What’s new in cartopy 0.8

Release

0.8.0

Date

3 June 2013

  • Bill Little added support for the OSNI projection and enhanced the image nest capability. (PR #263)

  • cartopy.io.img_nest.Img has been extended to include a cartopy.io.img_nest.Img.from_world_file() static method for easier loading of georeferenced images.

  • Phil Elson added a major performance improvement when plotting data from PlateCarree onto a PlateCarree map. (PR #260)

  • Byron Blay and Richard Hattersley added a cartopy.crs.Globe class to encapsulate ellipsoid and optionally datum information for CRSs. Globe handling in many projections, including Stereographic, has been added.


What’s new in cartopy 0.7

Release

0.7.0

Date

21 Mar 2013

This is a quick release which targets two very specific requirements. The goals outlined in the development plan at v0.6 still remain the primary target for v0.8 and beyond.


What’s new in cartopy 0.6

Release

0.6.0

Date

19 Feb 2013

  • Patrick Peglar added the ability to draw ticks for some limited projections when using the gridlines() method on an Axes.

  • Phil Elson and Carwyn Pelley extended the cartopy documentation to include new tutorials such as Using the cartopy shapereader.

  • Ian Edwards added a new example to create a favicon for cartopy.

  • Phil Elson added a new example to show polygon analysis and visualisation with Shapely and cartopy.

  • Edward Campbell added a new cartopy.crs.EuroPP projection for UTM zone 32.

  • Andrew Dawson added a central_longitude keyword for the Stereographic family of projections.

  • Phil Elson added a Downloader class which allows automatic downloading of shapefiles (currently from Natural Earth and GSHHS). The extension requires no user action and can be configured via the cartopy.config dictionary.

Development plans for cartopy 0.7 and beyond

  • Improve the projection definitions to support better control over datum definitions and consider adding WKT support (ticket).

  • Begin work on vector field support (barbs, quiver, streamlines etc.).

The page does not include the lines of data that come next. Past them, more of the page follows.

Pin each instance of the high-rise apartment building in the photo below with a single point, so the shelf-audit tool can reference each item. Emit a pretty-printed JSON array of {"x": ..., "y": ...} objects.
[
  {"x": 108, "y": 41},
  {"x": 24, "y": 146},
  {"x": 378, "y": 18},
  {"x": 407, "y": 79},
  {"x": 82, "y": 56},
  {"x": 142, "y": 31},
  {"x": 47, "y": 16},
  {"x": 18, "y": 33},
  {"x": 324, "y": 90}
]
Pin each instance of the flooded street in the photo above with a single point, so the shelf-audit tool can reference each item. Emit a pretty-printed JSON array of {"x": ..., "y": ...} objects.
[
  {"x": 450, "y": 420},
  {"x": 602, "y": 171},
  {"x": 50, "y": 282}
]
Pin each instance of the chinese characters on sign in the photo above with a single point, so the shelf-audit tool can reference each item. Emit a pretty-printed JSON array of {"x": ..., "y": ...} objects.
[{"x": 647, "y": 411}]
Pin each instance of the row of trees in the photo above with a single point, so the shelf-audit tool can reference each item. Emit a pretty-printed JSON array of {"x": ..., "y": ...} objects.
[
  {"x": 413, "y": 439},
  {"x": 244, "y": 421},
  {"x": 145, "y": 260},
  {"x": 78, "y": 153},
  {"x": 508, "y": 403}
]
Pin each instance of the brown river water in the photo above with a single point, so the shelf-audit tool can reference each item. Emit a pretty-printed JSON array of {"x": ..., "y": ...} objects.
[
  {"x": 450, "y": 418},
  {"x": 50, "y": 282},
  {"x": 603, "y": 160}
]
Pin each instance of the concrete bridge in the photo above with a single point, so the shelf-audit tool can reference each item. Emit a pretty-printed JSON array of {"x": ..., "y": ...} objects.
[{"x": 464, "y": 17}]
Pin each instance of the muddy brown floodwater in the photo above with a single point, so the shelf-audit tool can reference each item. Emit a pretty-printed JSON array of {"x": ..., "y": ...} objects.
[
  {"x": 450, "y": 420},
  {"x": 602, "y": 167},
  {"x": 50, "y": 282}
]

  • Continue identifying and implementing performance enhancements (particularly in contour drawing).

  • Extend the number of projections for which it is possible to draw tick marks.


What’s new in cartopy 0.5

Release

0.5.0

Date

7 Dec 2012

This document explains the new/changed features of cartopy in version 0.5.

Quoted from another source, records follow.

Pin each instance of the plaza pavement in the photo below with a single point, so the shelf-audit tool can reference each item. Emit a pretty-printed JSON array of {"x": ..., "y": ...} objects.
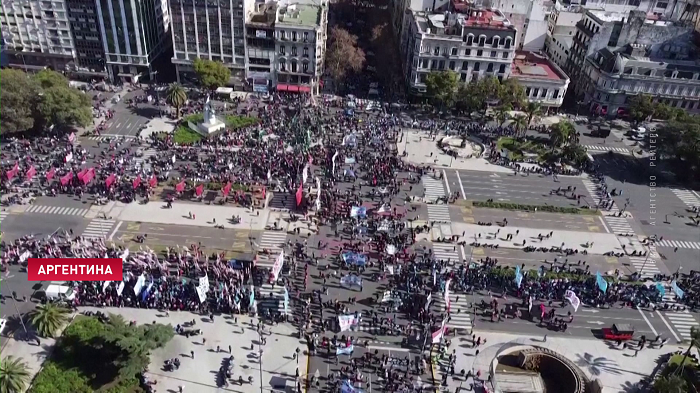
[
  {"x": 617, "y": 369},
  {"x": 602, "y": 242},
  {"x": 200, "y": 374}
]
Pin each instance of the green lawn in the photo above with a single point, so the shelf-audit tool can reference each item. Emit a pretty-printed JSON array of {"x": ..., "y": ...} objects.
[{"x": 185, "y": 135}]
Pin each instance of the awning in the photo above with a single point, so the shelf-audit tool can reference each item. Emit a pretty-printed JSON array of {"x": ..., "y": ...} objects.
[{"x": 224, "y": 90}]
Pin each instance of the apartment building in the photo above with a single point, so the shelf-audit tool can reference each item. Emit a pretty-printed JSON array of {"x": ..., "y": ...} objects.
[
  {"x": 300, "y": 45},
  {"x": 476, "y": 44},
  {"x": 134, "y": 34},
  {"x": 212, "y": 30},
  {"x": 36, "y": 34}
]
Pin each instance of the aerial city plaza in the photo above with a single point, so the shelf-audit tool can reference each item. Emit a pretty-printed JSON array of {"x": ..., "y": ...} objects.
[{"x": 349, "y": 196}]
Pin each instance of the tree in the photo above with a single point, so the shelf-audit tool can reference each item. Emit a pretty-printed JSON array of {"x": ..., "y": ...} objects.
[
  {"x": 20, "y": 95},
  {"x": 176, "y": 97},
  {"x": 671, "y": 384},
  {"x": 64, "y": 106},
  {"x": 211, "y": 74},
  {"x": 642, "y": 107},
  {"x": 343, "y": 54},
  {"x": 48, "y": 318},
  {"x": 441, "y": 87},
  {"x": 561, "y": 134},
  {"x": 532, "y": 109},
  {"x": 14, "y": 375}
]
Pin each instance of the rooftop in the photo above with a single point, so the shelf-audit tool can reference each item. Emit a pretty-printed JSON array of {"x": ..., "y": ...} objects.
[
  {"x": 533, "y": 66},
  {"x": 302, "y": 15}
]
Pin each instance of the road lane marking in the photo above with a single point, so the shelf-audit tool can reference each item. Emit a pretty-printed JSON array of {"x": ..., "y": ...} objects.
[
  {"x": 447, "y": 184},
  {"x": 111, "y": 235},
  {"x": 461, "y": 186}
]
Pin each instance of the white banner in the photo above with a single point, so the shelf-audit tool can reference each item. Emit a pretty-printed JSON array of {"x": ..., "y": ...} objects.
[
  {"x": 573, "y": 299},
  {"x": 277, "y": 267},
  {"x": 347, "y": 322}
]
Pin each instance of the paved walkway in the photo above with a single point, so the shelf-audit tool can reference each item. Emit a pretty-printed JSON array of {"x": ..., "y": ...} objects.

Release 0.5 of cartopy continues the work to expand the feature-set of cartopy to encompass common operations, and provide performance improvements.

Cartopy 0.5 features

A summary of the main features added with version 0.5:

  • An improved feature API to support future expansion and sophistication, and a wider range of pre-defined Natural Earth datasets.

Incompatible changes

None

Deprecations

  • The method Axes.natural_earth_shp() has been replaced by the method Axes.add_feature() and the cartopy.feature module.

Feature API

A new features API is now available, see Using the cartopy shapereader.